My process involves a lot of different mark-making painting techniques, often using more than 30 layers. I want to create a depth in the mark making that in the end is so complex the sequence cannot be fathomed but at the same time appears so natural and familiar one forgets that it is fabricated. Cloth is brought to life as if it might have agency, as if a random moment in its movement can hold meaning, as if something of the emotional life of humanity could be reflected there. Objects appear to be consumed, as if growing life forms have repurposed their original function.

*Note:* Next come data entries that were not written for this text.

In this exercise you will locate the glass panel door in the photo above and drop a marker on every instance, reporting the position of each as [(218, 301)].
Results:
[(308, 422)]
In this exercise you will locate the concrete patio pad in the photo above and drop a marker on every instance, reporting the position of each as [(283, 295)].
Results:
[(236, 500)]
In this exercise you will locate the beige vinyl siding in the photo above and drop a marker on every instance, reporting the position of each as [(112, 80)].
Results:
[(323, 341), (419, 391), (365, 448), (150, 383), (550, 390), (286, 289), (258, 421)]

My work is not about my story, although I do have a story - I grew up exploring the New Forest with my best friend, a dog; lived on a sailing boat and skipped/home-schooled as my parents decided to leave the rat race; re-entered school as a total alien; met my husband young and took off round the world raising our three children across 12 different countries; when they left home I started my own art career in New York, and then, for the last six years, have been building my career in London.
I don’t buy into the one-trajectory-fits-all idea, and prefer to think every artist has a unique perspective to create from. My work is not about me, it’s about the connections and understandings we build through experience, life, family, learning, and expanding our mind.